Entonces, cuando Flandes iba a perderse como ya se había perdido prácticamente Holanda, Dios vino a ayudarnos y no quiso permitir que el vencedor de Lepanto desapareciese de este mundo sin una gran victoria en sus banderas. El 18 de agosto del 77 una inmensa flota de cincuenta y cinco barcos llegaba a Sevilla con dos millones de ducados para el erario de la Corona. Era la mayor remesa de las Indias desde que fueron descubiertas. Don Juan, asegurado por mis correos urgentes sobre la inmediata llegada de los fondos, y provisto de cartas de crédito, prescindió del Edicto Perpetuo que los rebeldes se saltaban a diario, reclamó a los Tercios que llegaron de nuestros territorios al mando de Alejandro Farnesio, príncipe de Parma, hijo de la regente Margarita e íntimo de mi hermano.
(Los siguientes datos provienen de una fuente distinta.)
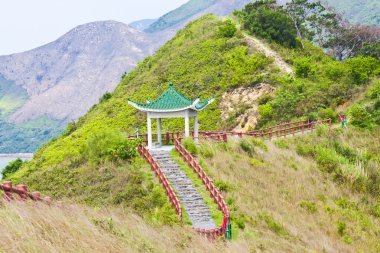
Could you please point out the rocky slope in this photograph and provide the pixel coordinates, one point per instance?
(65, 78)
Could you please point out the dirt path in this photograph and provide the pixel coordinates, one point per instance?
(260, 46)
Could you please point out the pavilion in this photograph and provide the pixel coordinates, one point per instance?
(171, 104)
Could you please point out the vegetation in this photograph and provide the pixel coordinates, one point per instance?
(332, 186)
(11, 168)
(180, 14)
(25, 137)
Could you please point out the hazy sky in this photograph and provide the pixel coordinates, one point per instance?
(26, 24)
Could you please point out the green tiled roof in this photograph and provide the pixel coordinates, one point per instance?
(171, 100)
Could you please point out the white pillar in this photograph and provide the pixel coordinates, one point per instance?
(187, 126)
(196, 129)
(149, 131)
(159, 136)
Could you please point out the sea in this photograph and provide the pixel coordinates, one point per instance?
(7, 158)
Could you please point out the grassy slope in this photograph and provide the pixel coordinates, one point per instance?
(263, 201)
(288, 202)
(180, 14)
(283, 201)
(360, 11)
(197, 62)
(25, 137)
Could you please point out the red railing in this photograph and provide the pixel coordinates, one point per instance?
(163, 180)
(214, 192)
(22, 192)
(277, 131)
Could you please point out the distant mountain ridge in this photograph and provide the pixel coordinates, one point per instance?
(60, 81)
(66, 77)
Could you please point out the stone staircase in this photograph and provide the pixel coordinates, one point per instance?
(190, 198)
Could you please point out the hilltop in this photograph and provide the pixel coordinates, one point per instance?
(302, 192)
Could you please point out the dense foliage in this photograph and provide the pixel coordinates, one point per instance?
(180, 14)
(27, 136)
(11, 168)
(269, 21)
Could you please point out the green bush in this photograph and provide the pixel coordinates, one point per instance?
(304, 67)
(309, 206)
(260, 18)
(246, 146)
(106, 96)
(360, 117)
(227, 29)
(327, 113)
(207, 150)
(190, 145)
(110, 145)
(362, 68)
(374, 91)
(376, 210)
(328, 159)
(11, 168)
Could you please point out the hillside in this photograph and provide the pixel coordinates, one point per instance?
(288, 195)
(194, 9)
(60, 81)
(282, 199)
(358, 11)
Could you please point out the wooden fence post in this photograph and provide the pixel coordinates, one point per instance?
(24, 191)
(8, 190)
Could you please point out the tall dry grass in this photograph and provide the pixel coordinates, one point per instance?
(297, 196)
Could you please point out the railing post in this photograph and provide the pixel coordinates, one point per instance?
(225, 136)
(24, 191)
(8, 190)
(36, 196)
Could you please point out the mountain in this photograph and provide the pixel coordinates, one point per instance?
(317, 192)
(60, 81)
(142, 24)
(365, 12)
(194, 9)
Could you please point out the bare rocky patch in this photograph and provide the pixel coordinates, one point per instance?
(241, 106)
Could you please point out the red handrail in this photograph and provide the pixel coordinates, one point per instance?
(280, 130)
(214, 192)
(144, 152)
(22, 191)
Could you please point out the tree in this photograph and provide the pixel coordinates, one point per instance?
(11, 168)
(270, 21)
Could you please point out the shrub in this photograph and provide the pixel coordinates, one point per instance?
(374, 91)
(227, 29)
(110, 145)
(327, 113)
(362, 68)
(309, 206)
(246, 146)
(328, 158)
(207, 150)
(303, 67)
(11, 168)
(376, 210)
(106, 96)
(322, 130)
(360, 117)
(260, 19)
(190, 146)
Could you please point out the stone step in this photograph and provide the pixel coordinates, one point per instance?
(190, 198)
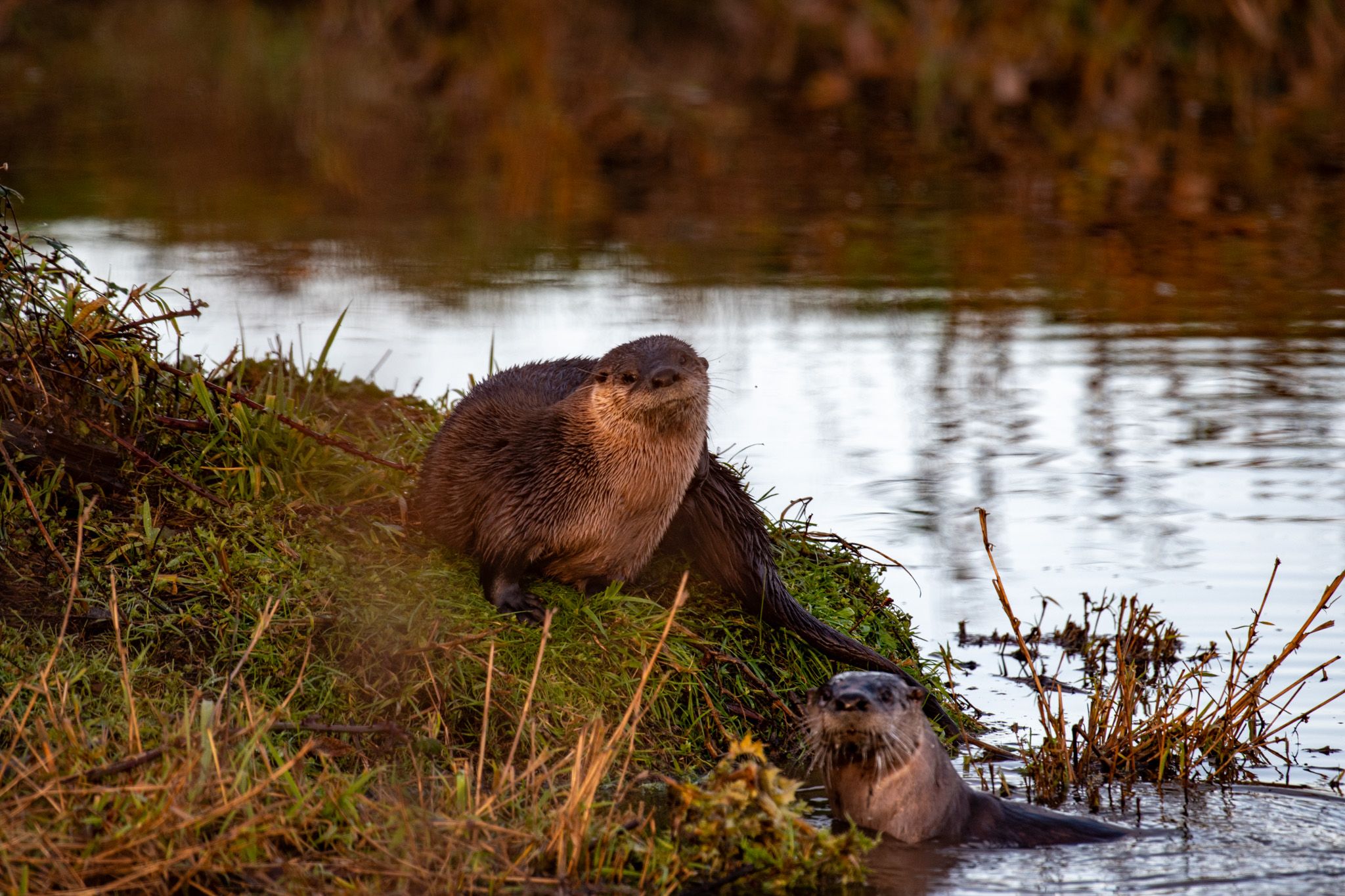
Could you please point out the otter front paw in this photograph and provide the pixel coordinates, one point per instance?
(522, 603)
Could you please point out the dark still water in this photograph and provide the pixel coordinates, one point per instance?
(1174, 459)
(1173, 454)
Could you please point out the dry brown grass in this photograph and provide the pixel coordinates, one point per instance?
(1155, 715)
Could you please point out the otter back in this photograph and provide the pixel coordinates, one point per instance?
(571, 468)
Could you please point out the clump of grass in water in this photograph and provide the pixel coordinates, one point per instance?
(223, 660)
(1153, 715)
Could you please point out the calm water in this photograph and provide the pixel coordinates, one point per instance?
(1173, 458)
(1146, 405)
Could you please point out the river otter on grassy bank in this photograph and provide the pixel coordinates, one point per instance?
(885, 770)
(581, 468)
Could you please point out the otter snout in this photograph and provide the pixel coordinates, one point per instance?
(850, 702)
(665, 377)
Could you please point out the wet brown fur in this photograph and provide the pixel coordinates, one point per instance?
(567, 469)
(887, 771)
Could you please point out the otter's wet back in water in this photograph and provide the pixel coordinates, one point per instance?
(583, 468)
(885, 770)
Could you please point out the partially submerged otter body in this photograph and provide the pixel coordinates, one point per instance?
(885, 770)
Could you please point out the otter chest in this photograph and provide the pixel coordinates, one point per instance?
(634, 500)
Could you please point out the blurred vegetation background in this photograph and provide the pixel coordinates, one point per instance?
(636, 119)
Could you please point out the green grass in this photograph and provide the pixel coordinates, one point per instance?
(185, 571)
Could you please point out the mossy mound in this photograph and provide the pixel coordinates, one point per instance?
(228, 656)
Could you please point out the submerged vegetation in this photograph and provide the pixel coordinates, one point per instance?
(228, 661)
(1153, 715)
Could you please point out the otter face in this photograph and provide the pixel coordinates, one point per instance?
(657, 379)
(865, 717)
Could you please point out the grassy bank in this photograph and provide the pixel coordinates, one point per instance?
(228, 660)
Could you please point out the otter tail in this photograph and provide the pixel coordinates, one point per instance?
(1024, 825)
(722, 532)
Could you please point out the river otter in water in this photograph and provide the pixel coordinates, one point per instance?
(581, 468)
(885, 770)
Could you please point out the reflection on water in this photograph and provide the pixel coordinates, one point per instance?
(1172, 454)
(1146, 400)
(1247, 842)
(1164, 458)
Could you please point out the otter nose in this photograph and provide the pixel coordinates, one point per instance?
(663, 377)
(850, 700)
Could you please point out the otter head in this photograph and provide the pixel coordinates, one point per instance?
(871, 717)
(657, 381)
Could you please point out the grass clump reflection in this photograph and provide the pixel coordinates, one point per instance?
(1153, 715)
(227, 666)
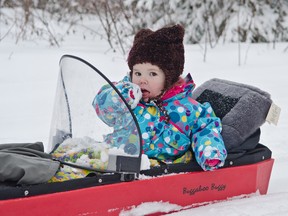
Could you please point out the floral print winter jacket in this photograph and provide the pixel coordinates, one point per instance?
(191, 125)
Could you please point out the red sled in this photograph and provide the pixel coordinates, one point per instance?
(184, 190)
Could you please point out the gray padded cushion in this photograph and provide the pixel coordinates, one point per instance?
(242, 108)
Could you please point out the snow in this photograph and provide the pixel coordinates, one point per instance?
(28, 78)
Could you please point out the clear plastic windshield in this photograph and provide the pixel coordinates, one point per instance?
(85, 129)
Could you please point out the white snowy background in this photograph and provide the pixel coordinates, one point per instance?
(28, 77)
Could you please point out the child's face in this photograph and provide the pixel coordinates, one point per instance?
(150, 78)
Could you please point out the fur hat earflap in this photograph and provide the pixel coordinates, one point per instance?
(163, 48)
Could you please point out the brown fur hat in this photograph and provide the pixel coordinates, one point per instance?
(163, 48)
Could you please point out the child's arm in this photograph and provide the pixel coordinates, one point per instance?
(110, 107)
(207, 142)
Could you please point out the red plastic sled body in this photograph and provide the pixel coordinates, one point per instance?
(182, 189)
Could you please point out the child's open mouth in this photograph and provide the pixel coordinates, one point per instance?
(145, 93)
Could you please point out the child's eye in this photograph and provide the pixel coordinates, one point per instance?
(153, 74)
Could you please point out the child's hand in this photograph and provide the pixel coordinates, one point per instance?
(132, 93)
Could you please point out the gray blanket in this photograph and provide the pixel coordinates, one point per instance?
(242, 108)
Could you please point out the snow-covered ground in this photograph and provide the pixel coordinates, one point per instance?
(28, 77)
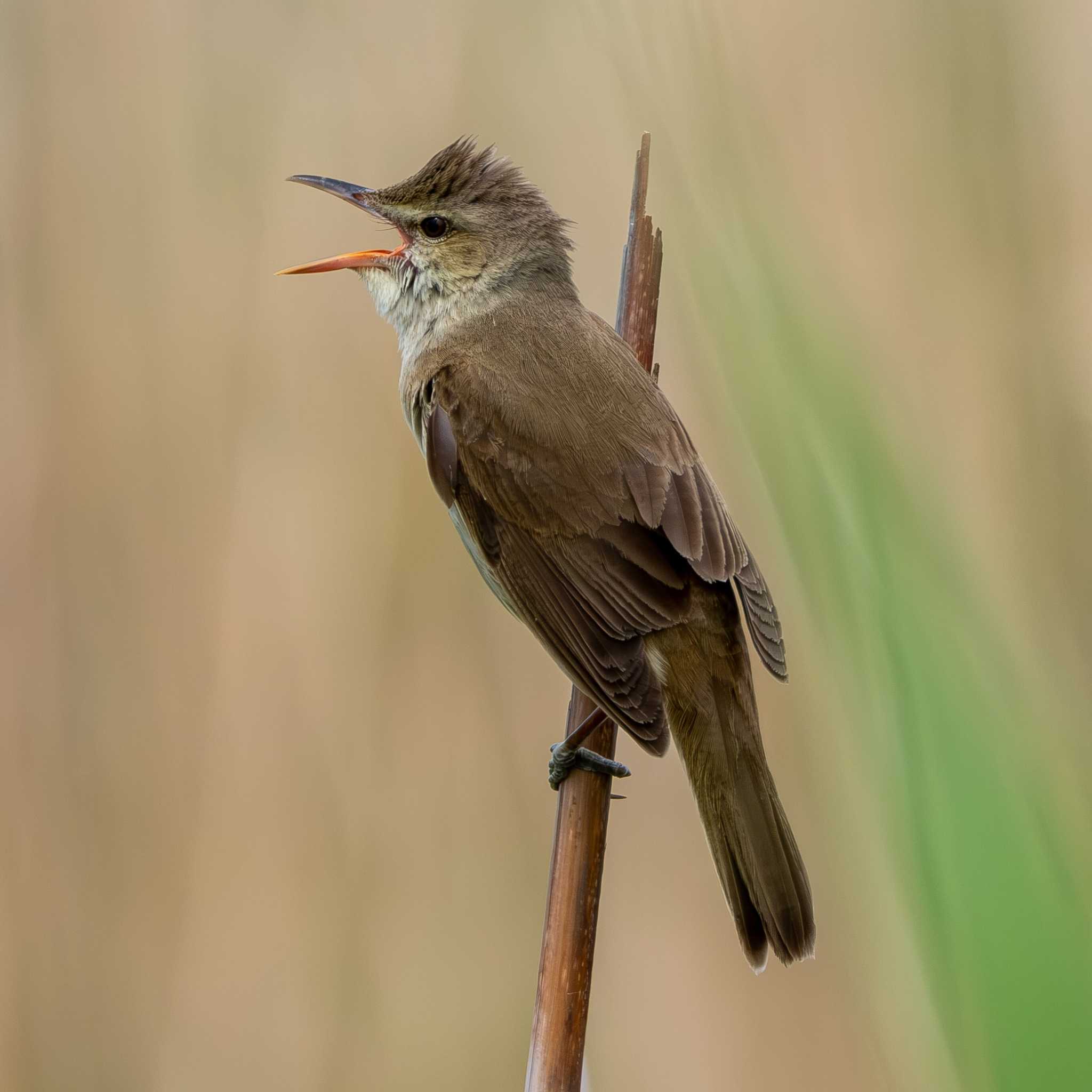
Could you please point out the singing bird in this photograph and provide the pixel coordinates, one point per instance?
(579, 495)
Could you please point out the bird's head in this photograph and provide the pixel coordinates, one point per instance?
(472, 229)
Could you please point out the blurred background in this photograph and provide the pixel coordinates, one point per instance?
(274, 806)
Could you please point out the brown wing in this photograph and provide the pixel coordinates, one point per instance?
(589, 534)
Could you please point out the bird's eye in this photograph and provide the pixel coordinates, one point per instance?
(434, 226)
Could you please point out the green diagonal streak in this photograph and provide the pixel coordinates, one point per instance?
(945, 710)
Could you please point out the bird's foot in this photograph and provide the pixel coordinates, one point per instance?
(564, 760)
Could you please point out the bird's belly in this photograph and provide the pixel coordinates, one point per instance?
(480, 561)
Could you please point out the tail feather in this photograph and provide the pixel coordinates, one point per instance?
(713, 719)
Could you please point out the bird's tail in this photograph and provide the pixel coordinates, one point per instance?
(711, 710)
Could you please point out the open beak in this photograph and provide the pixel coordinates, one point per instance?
(358, 259)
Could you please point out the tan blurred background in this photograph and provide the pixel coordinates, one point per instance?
(272, 760)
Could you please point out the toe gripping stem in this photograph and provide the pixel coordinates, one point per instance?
(569, 755)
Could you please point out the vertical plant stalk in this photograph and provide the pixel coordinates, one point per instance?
(580, 833)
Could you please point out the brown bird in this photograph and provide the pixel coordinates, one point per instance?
(583, 503)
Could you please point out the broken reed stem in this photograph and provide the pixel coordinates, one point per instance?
(580, 832)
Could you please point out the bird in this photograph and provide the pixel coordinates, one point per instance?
(583, 504)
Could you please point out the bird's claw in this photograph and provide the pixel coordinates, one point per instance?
(565, 759)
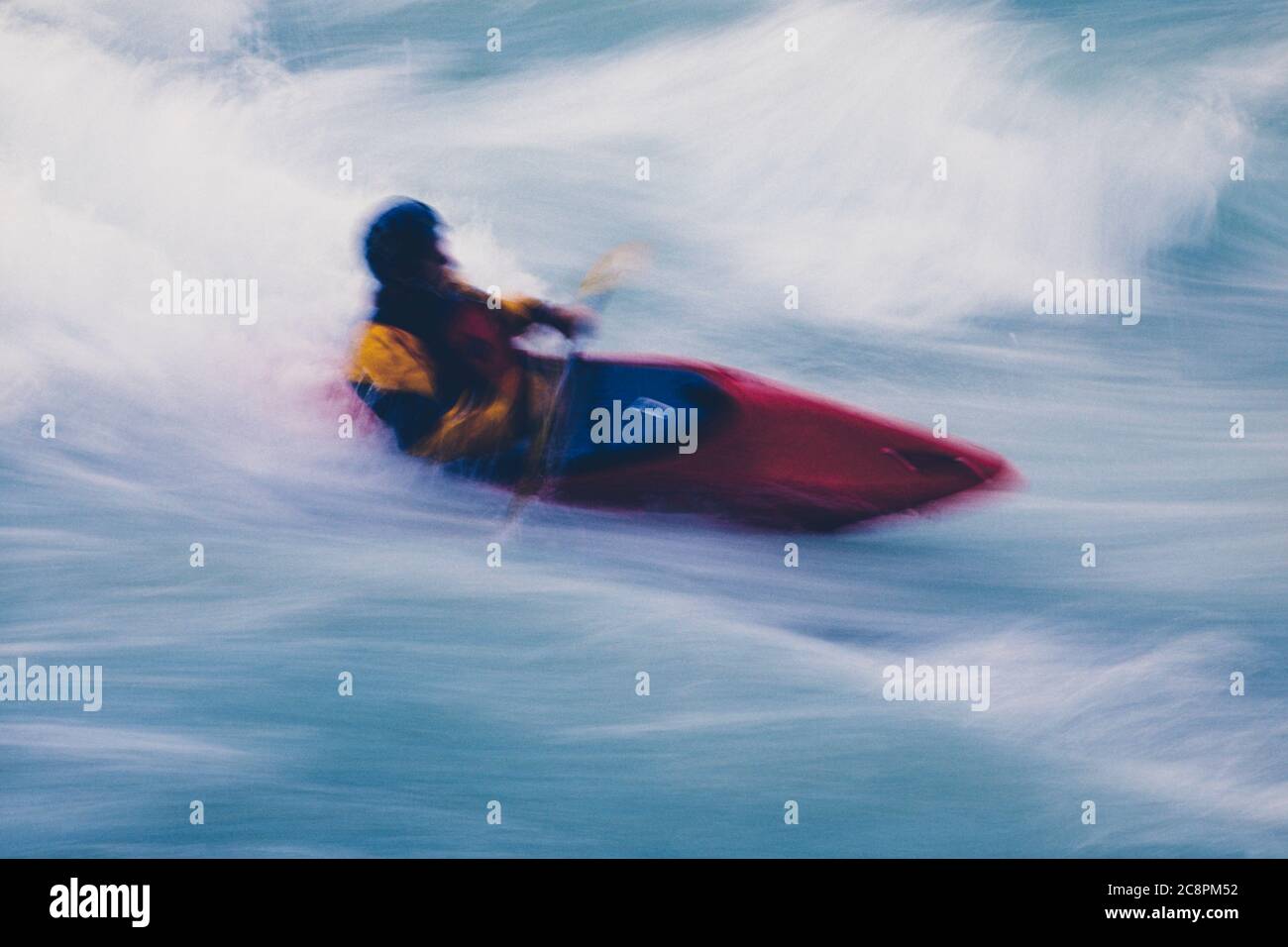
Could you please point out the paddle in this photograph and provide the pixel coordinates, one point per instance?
(609, 272)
Don Juan reunió así quince mil infantes y dos mil jinetes con los que el último día de enero de 1578 derrotó al ejército rebelde en la batalla de Gembloux.

Había enviado poco antes a Madrid a su fiel secretario Escobedo para insistir en la empresa de Inglaterra, y fue entonces cuando Antonio Pérez llegó a convencerme de que don Juan bordeaba la traición. Así interpretaba Pérez las cartas de mi hermano, como la del 7 de abril en que recomendaba, con clarividencia, que sólo después supe comprender, que «conviene amputar la parte podrida de los Países Bajos», es decir, Holanda y Zelanda, para preservar la parte católica y fiel. Cuando los esbirros de Pérez asesinaron a. Escobedo el 31 de marzo del 78, mi hermano reclamó inútilmente luz y justicia. Ahora sus cartas de aquellos meses pesan sobre mi alma como una losa, que sólo se alivia al creer que pronto podré verme con él allá arriba, por más que él ya sabe la verdad de todo.

Instigado por Pérez, volví a regatear a mi hermano los recursos necesarios para su supervivencia. No pudo explotar su gran éxito de Gembloux, y en agosto los rebeldes le derrotaron, aunque no de forma decisiva, y le obligaron a encerrarse en su fiel ciudad de Namur, que se preparó para defender hasta la muerte. Murió en su campamento de Bouges, junto al Mosa, el 1 de octubre de 1578, cuando iban a cumplirse siete años de la más alta victoria de la Cristiandad, dirigida por él. Su mejor victoria fue precisamente la muerte; los católicos del sur de los Países Bajos, la que Julio César había llamado fortísima nación de los belgas, levantaron sus banderas, expulsaron a los herejes y, las espaldas vueltas a Holanda, se manifestaron por don Juan y por España en toda Valonia y en todo Flandes. También al sur de la herejía estaba naciendo, dentro de la fidelidad, una nación nueva.